Als Letztes also nun Christoph Waltz als Col. Hans Landa in
Inglourious Basterds von Quentin Tarantino.
Mehr noch, als auf die ikonische Rolle des Hans Landa
einzugehen, möchte ich anhand von ihr ein Fazit ziehen, da wir mit diesem
Artikel ja am Ende der Reihe angekommen sind. Landa beherbergt eine
außerordentliche Bandbreite an Eigenschaften, die wir auch schon bei den
anderen Charakteren feststellen konnten. Zunächst fällt auf, dass Tarantino ein
Regisseur und Drehbuchautor ist, der um die Faszination dieses Charakters weiß.

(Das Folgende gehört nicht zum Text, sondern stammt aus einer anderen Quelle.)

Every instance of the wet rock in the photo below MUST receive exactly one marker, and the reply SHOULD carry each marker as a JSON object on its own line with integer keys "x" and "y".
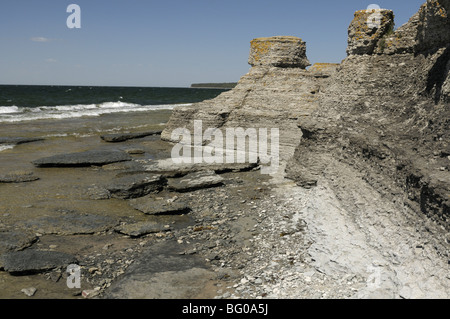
{"x": 162, "y": 273}
{"x": 18, "y": 177}
{"x": 122, "y": 137}
{"x": 29, "y": 291}
{"x": 168, "y": 168}
{"x": 142, "y": 229}
{"x": 98, "y": 193}
{"x": 194, "y": 181}
{"x": 131, "y": 166}
{"x": 72, "y": 223}
{"x": 135, "y": 151}
{"x": 151, "y": 206}
{"x": 88, "y": 158}
{"x": 18, "y": 140}
{"x": 34, "y": 261}
{"x": 136, "y": 185}
{"x": 15, "y": 240}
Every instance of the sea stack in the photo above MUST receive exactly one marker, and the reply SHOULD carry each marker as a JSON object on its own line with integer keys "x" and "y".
{"x": 283, "y": 52}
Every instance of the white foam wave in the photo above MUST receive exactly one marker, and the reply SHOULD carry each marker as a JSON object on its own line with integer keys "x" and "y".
{"x": 19, "y": 114}
{"x": 4, "y": 147}
{"x": 9, "y": 109}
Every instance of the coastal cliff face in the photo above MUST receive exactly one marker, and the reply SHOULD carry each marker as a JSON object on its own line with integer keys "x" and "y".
{"x": 277, "y": 91}
{"x": 384, "y": 110}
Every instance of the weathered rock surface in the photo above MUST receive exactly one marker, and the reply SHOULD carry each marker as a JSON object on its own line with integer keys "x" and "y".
{"x": 122, "y": 137}
{"x": 88, "y": 158}
{"x": 270, "y": 96}
{"x": 136, "y": 185}
{"x": 18, "y": 140}
{"x": 194, "y": 181}
{"x": 279, "y": 51}
{"x": 16, "y": 240}
{"x": 389, "y": 110}
{"x": 18, "y": 177}
{"x": 143, "y": 228}
{"x": 367, "y": 30}
{"x": 159, "y": 270}
{"x": 72, "y": 223}
{"x": 33, "y": 261}
{"x": 168, "y": 168}
{"x": 149, "y": 205}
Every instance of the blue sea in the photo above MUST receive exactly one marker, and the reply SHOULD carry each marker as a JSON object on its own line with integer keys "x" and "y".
{"x": 19, "y": 103}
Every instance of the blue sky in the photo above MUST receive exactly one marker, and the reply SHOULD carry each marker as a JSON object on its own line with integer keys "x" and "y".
{"x": 164, "y": 43}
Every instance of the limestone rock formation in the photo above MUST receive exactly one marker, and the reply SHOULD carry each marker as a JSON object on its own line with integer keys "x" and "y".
{"x": 274, "y": 94}
{"x": 367, "y": 30}
{"x": 384, "y": 110}
{"x": 279, "y": 52}
{"x": 387, "y": 113}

In einer spektakulären, The Good, the Bad and the Ugly zitierenden Sequenz
führt er dieses Monster, diesen gefürchteten „Judenjäger“ ein und begnügt sich
im Anschluss in einer grandiosen und außerordentlich langen Sequenz damit ihm
schlicht und einfach bei der Arbeit zuzusehen. Der Charakter-so ahnen wir als
Zuseher-weiß genauso viel wie wir selbst und wir stellen uns nur die Frage: Wie
wird er es machen?
Dieser Mann ist
Wahnsinnig
Intelligent
Kühl
Überlegen
Arrogant
Unberechenbar
Also alles, was man von einem guten Bösewicht erwarten kann.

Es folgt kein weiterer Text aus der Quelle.